7. Fazer uma pequena incisão perto da cauda, ​​e continuá-la até o comprimento do corpo. Certifique-se que a ponta da tesoura são criados de modo a não cortar acidentalmente nervos ventral e / ou músculos da parede do corpo.
8. Coloque quatro pinos nos quatro cantos do animal agora midsection aberto. Colocá-las no prato de dissecação, de modo a fillet do animal. Preparação de pinos para fora ensinado.
9. Utilizando uma pinça e tesouras, remover vísceras do animal, traquéia e dos órgãos de gordura.
10. Lavar a preparação com solução salina.
11. Localize os lobos frontais (como visto na Fig. A) e gânglio ventral da prep.
12. Usando micro-tesoura, corte cuidadosamente através do gânglio ventral logo atrás dos lobos frontais.

Parte 4: gravação muscular e estimulação luz azul

1. Puxar um eletrodo 20/10 μω usando um extrator de eletrodo eletrônico (Sutter Instruments).
2. Preencha o eletrodo puxado com 3 M KCl.
3. Lugar cheio de eletrodos no suporte do eletrodo e eletrodo manobra com um micromanipulador perto prep larval sob microscópio de dissecação em eletrofisiologia rig.
4. Identificar Muscle 6 (M6) em qualquer segmento da parede do corpo (Fig. A).
5. Insira cuidadosamente eletrodo em M6 e assistir a hiperpolarização rápida. Potenciais musculares em repouso da membrana deve ser em qualquer lugar de -30 mV a -70 mV.
6. Ajuste a luz azul, para que prep dissecados está centrado em feixe de luz.
7. Dê 2-10 pulsos de voltagem ms para controlar circuito. Gradativamente aumentar a tensão fornecida ao circuito de controle. Preste atenção para potenciais de junção excitatórios em células musculares (Figura 1B).

Resultados representativos:

Figura 1A mostra um esquema da configuração de gravação e preparação em filetes. A Figura 1B mostra EJP típico evocado por pulsos curtos de luz. EJP amplitude mostrado é resumida amplitude de dois neurônios motores inervam conhecida por ambos M6. Intensidades mais baixas de luz ativado somente uma unidade de motor (dados não mostrados).

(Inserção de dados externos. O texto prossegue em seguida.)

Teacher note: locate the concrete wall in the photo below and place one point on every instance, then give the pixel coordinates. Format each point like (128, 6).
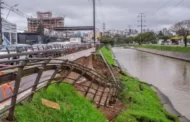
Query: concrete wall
(177, 55)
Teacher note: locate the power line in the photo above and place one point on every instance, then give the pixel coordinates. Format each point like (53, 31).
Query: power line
(141, 16)
(163, 5)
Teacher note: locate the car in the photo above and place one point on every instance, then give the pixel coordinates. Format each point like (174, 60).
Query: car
(16, 48)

Figura 1: Um esquema) General de uma plataforma de gravação intracelular e com LED azul. Cérebro (Br) é removido para inibir a atividade rítmica no gânglio ventral (VG). ChR2 é expressa em neurônios motores usando o sistema GAL4-UAS. B) a gravação de um músculo Intracelular M6. 40 ms pulsos de luz azul (em 127 μW / mm ²⁾ de forma confiável evocam grandes potenciais sinápticos (asteriscos) no M6.

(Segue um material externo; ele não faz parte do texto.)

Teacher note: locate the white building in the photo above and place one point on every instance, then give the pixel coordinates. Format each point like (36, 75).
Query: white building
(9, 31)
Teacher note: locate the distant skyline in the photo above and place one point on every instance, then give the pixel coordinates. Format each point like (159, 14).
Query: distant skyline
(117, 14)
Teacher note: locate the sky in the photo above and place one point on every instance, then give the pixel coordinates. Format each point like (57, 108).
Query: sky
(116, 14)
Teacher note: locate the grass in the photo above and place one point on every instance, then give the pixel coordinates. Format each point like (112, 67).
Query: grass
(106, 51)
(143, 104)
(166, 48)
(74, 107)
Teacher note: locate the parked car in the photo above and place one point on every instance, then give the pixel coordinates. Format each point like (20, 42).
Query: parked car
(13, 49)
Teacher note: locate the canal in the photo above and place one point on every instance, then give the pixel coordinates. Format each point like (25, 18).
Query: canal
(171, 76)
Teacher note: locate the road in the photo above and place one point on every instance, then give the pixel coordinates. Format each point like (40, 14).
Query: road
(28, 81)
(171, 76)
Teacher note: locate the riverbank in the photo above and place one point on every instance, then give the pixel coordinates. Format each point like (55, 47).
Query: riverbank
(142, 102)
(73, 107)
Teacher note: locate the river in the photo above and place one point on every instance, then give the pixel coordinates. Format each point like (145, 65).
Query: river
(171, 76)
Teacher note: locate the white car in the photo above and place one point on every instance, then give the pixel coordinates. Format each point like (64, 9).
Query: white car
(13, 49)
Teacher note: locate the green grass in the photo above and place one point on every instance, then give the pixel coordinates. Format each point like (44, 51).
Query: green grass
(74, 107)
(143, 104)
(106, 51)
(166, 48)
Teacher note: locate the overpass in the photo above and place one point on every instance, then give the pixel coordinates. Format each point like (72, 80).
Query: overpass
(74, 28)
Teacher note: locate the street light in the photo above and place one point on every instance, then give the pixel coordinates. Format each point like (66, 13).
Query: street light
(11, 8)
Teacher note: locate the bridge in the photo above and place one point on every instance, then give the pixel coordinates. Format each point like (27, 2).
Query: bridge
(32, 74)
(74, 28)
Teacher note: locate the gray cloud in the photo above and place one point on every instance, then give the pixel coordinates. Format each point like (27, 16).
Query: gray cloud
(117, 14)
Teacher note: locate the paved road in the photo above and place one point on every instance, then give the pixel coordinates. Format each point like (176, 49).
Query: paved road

Passos críticos envolvem tanto a dissecção inicial e à entrada das células musculares. Se os nervos são cortados ou músculo está danificado durante a dissecção inicial é difícil continuar o resto do experimento. Durante a dissecção, deve-se ter muito cuidado para dissecar ângulo tesoura para cima, tanto quanto possível durante a incisão dorsal. Durante a segunda etapa crucial, entrando em uma célula muscular, deve-se prestar atenção para uma hiperpolarização passado ~ 30 mV. Valores acima de -30 mV indicam que o eletrodo não for adequadamente dentro de uma célula muscular ou em uma cela insalubre.